Attachment point 1 or 2 in figure
With every A measure two points belong to “the fixed world” where the gas spring can be attached. Choose here which suits you best. Please note that some choices are not actually possible because the gas spring and the cover then collide. The calculation tool does not yet take this into account, but it does choose the most likely option.
Mounting tube side
Select here the mounting parts to be fitted to the tube side of the gas spring. That is therefore the thicker part of the gas spring. This is usually the mounting part that you mount to the cover. The tube must in fact be directed upwards at rest for proper lubrication of the gas spring. Often a bearing shoe is required as an attachment. With a bearing shoe you can mount the gas spring against the bottom of the cover. If the cover has edges at the bottom, you can also choose a side bracket.
Mounting rod side
Select here the mounting parts to be fitted to the (piston) rod of the gas spring. Usually it is the mounting part that you mount to the “fixed world”. A side bracket is often required there. The rod must be turned downwards at rest for proper lubrication of the gas spring.
A measure [mm]
The A measure is the distance from the pivot point to the fixing point of the gas spring on the cover “in length direction of the cover” in mm. Making the A meaure slightly smaller makes it often a little lighter to open and close the cover. However, it is also often desirable for the gas springs to properly close the cover, so that the cover does not open automatically due to the wind or very high temperatures.
B measure [mm]
The B measure is the distance from the pivot point to the gas spring attachment point on the cover “in thickness direction of the cover” in mm. If you use an eye with a bearing shoe, the distance from the bottom of the cover to the pivot point of the gas spring is 20 mm. The calculation tool then shows -20mm as a B measure, but that – can be ignored. This only indicates that the pivot point is “below” the pivot point of the cover.

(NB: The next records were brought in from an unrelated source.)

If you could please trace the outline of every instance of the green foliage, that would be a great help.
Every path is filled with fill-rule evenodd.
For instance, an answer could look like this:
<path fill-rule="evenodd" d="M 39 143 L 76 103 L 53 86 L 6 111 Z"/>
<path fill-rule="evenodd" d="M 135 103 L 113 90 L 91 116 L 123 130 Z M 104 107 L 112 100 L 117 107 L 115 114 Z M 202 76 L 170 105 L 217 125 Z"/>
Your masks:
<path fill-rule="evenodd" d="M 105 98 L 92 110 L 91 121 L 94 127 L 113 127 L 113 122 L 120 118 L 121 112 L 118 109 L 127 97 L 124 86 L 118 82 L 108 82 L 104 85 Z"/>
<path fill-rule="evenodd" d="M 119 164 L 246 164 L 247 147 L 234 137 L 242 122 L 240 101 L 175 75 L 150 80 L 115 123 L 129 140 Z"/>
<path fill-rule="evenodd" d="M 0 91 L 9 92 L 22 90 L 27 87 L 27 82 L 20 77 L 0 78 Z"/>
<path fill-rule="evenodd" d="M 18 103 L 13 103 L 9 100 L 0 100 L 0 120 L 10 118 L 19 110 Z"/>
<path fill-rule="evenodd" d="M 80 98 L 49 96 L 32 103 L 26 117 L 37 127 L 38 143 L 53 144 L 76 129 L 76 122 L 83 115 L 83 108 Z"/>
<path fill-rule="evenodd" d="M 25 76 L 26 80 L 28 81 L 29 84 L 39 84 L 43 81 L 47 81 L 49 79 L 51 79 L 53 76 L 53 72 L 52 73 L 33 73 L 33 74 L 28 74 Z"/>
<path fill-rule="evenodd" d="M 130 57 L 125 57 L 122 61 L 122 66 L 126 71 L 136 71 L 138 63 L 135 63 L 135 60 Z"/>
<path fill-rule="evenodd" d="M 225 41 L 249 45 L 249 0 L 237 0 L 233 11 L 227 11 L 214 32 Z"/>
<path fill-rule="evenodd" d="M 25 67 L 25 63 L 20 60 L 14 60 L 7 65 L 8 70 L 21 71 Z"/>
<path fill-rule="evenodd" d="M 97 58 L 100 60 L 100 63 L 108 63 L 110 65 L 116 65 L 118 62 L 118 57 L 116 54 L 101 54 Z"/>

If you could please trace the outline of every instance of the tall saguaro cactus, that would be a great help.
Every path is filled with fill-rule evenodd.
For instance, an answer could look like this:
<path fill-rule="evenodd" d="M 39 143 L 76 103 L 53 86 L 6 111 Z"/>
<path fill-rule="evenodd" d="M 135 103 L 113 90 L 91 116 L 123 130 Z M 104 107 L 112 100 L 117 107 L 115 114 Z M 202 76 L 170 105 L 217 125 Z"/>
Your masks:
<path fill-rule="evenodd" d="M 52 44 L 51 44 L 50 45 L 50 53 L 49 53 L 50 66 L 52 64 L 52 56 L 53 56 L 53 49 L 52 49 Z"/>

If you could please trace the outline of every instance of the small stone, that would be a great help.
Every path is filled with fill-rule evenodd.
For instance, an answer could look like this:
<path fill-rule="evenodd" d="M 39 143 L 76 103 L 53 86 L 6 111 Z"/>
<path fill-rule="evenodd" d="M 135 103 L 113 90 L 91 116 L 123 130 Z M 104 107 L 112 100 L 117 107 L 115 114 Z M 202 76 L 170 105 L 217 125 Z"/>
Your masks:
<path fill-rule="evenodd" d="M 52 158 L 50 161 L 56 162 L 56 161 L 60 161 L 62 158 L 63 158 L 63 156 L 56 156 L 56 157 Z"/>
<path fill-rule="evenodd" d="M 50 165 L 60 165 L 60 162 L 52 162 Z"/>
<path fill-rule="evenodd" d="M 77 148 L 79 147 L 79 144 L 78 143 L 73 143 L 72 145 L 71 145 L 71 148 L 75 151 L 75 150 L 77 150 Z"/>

If the B measure is positive, the pivot point of the gas spring is “above” the pivot point of the cover.
C measure [mm]
The C measure is the horizontal distance between the pivot point of the cover and the point of attachment of the gas spring to the “fixed world”. Distance to the center of the eye or ball. You can change this measure indirectly by, for example, changing the A or B measure, type of gas spring, or unused stroke.
D measure [mm]
The D measure is the vertical distance between the pivot point and the point of attachment of the gas spring to the “fixed world”. Distance to the center of the eye or ball. You can change this measure indirectly by, for example, changing the A or B measure, type of gas spring, or unused stroke.
Step 4: ordering and assembly
Do you want to calculate a gas spring and order directly? In step 4 you see the selected gas springs with mounting parts together with the prices. We recommend you to check everything carefully and save or print the assembly drawing directly. You can then click on the shopping cart with the plus sign. The calculated gas springs together with the selected mounting parts will then end up in the shopping cart. After you have checked the contents of the shopping cart, you can place the order.